Wilcoxon Signed-Rank – Understanding the Variance of Wilcoxon Signed-Rank Statistic

mathematical-statisticsself-studyvariancewilcoxon-signed-rank

Problem Statement: Let $T$ denote the Wilcoxon signed-rank test for $n$ pairs of observations. Show that
$E(T)=(1/4)n(n+1)$ and $V(T)=(1/24)[n(n+1)(2n+1)]$ when the two populations are identical.

Note: this is Exercise 15.67 in Mathematical Statistics with Applications, 5th Ed., by Wackerly, Mendenhall, and Scheaffer. Also note that $T$ is defined as $T=\min(T^+,T^-),$ where $T^+=$ sum of the ranks of the positive differences and $T^-=$ sum of the ranks of the negative differences.

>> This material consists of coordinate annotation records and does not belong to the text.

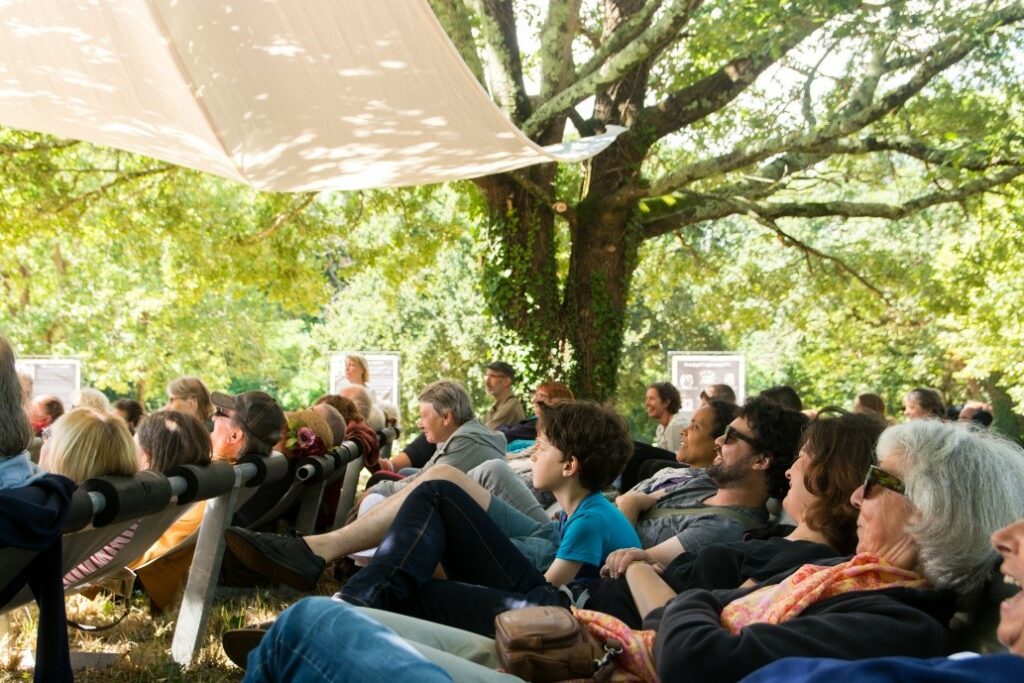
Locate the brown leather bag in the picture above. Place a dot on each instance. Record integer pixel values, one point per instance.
(544, 644)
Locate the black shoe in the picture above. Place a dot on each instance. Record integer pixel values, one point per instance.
(286, 559)
(240, 642)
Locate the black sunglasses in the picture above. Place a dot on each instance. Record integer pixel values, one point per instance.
(879, 476)
(731, 434)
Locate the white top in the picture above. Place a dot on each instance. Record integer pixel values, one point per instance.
(281, 94)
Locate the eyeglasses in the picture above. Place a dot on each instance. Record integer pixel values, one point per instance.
(879, 476)
(731, 434)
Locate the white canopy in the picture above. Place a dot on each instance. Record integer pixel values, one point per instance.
(281, 94)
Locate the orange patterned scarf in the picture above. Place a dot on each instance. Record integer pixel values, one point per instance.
(636, 664)
(810, 584)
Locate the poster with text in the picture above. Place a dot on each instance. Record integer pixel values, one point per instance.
(383, 369)
(692, 372)
(59, 377)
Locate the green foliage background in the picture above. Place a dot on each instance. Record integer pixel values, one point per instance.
(147, 272)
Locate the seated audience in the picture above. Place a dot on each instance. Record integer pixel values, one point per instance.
(249, 423)
(43, 412)
(869, 402)
(371, 414)
(16, 468)
(728, 499)
(129, 411)
(663, 402)
(522, 434)
(918, 551)
(718, 392)
(838, 449)
(165, 439)
(924, 402)
(784, 395)
(498, 378)
(446, 420)
(33, 509)
(976, 412)
(188, 394)
(1009, 542)
(492, 554)
(93, 398)
(86, 443)
(696, 447)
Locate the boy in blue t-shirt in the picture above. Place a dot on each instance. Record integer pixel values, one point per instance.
(581, 449)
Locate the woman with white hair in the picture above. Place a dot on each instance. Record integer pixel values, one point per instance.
(927, 512)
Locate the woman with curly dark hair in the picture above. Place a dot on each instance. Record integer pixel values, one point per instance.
(837, 449)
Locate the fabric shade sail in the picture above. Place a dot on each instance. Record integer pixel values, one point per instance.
(282, 94)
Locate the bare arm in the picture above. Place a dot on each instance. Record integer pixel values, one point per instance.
(662, 555)
(648, 589)
(634, 504)
(400, 461)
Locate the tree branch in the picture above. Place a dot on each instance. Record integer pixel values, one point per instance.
(557, 34)
(663, 33)
(499, 30)
(122, 179)
(943, 54)
(305, 200)
(455, 19)
(622, 36)
(890, 211)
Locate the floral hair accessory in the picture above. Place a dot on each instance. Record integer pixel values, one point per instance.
(303, 442)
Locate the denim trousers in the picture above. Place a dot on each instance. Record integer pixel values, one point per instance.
(320, 639)
(439, 523)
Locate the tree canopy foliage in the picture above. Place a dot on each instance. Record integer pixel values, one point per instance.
(766, 111)
(830, 187)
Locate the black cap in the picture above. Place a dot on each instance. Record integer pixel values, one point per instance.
(257, 412)
(503, 368)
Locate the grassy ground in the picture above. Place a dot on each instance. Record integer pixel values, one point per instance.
(142, 641)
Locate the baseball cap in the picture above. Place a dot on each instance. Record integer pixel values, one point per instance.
(257, 412)
(503, 368)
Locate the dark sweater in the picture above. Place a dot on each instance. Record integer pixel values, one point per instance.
(692, 644)
(32, 518)
(723, 565)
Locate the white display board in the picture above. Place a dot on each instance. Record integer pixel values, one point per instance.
(60, 377)
(692, 372)
(383, 374)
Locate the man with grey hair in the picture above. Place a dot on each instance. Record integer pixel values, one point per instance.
(448, 421)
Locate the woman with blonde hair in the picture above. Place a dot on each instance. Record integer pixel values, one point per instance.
(188, 394)
(86, 443)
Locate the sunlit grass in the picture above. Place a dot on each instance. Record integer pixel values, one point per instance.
(143, 642)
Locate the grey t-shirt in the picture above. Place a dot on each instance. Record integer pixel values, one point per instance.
(470, 445)
(696, 530)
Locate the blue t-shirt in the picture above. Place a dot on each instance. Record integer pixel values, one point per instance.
(593, 530)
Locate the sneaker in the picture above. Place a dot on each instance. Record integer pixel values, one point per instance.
(286, 559)
(240, 642)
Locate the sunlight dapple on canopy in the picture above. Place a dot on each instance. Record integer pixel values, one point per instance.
(296, 95)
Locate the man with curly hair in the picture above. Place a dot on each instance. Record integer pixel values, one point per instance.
(726, 500)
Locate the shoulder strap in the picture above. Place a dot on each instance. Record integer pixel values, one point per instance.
(748, 521)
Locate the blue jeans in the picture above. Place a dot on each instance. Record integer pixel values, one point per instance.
(439, 523)
(321, 639)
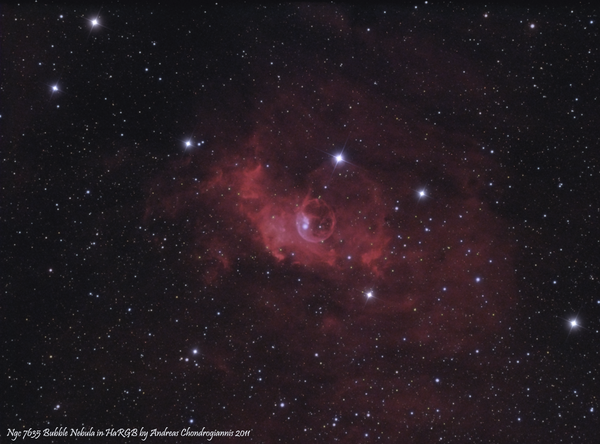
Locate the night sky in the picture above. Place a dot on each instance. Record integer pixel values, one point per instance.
(317, 222)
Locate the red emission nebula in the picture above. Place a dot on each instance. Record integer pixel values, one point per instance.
(353, 293)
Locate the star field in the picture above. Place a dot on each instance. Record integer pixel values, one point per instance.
(319, 223)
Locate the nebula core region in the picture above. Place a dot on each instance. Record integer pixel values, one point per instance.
(359, 283)
(315, 220)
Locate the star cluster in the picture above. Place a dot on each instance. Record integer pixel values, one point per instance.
(319, 223)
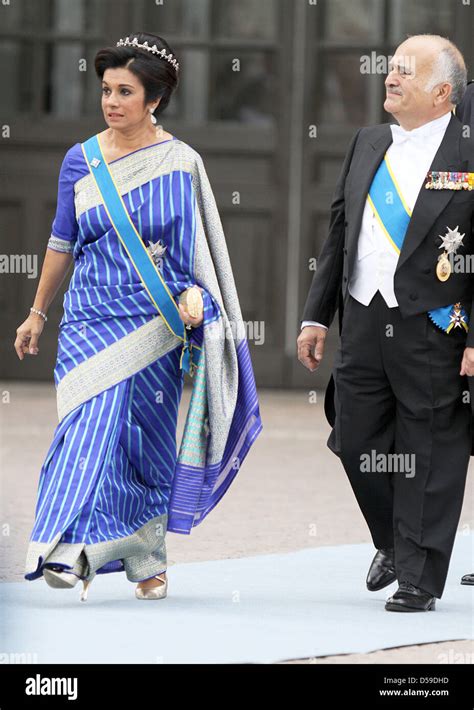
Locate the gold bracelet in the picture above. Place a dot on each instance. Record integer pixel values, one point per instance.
(40, 313)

My Work So Far: If we were to examine the total rank sum, it would be equal to $n(n+1)/2.$ If the populations are
identical, then we would expect half of this total rank sum to go to $T^-,$ and the other half to go to
$T^+,$ making $E(T)=n(n+1)/4.$ A similar argument applies to $E(T^2),$ which we would expect to be
$$E(T^2)=\frac12\sum_{i=1}^ni^2=\frac{n(n+1)(2n+1)}{12}.$$
Then note that
\begin{align*}
V(T)
&=E(T^2)-(E(T))^2\\
&=\frac{n(n+1)(2n+1)}{12}-\frac{n^2(n+1)^2}{16}\\
&=\frac{n(n+1)(4+5n-3n^2)}{48},
\end{align*}
which is clearly not the desired result.

My Question: Where am I going wrong?

Best Answer

Suppose we take two measurements for each of the $n$ subjects, where each subject is independent of one another. Let $X_i$ and $Y_i$ denote these measurements for $i=1, \cdots, n$. Let $Z_i = Y_i - X_i$ and let $R_i$ denote the rank of $|Z_i|$. Assume that there are no ties.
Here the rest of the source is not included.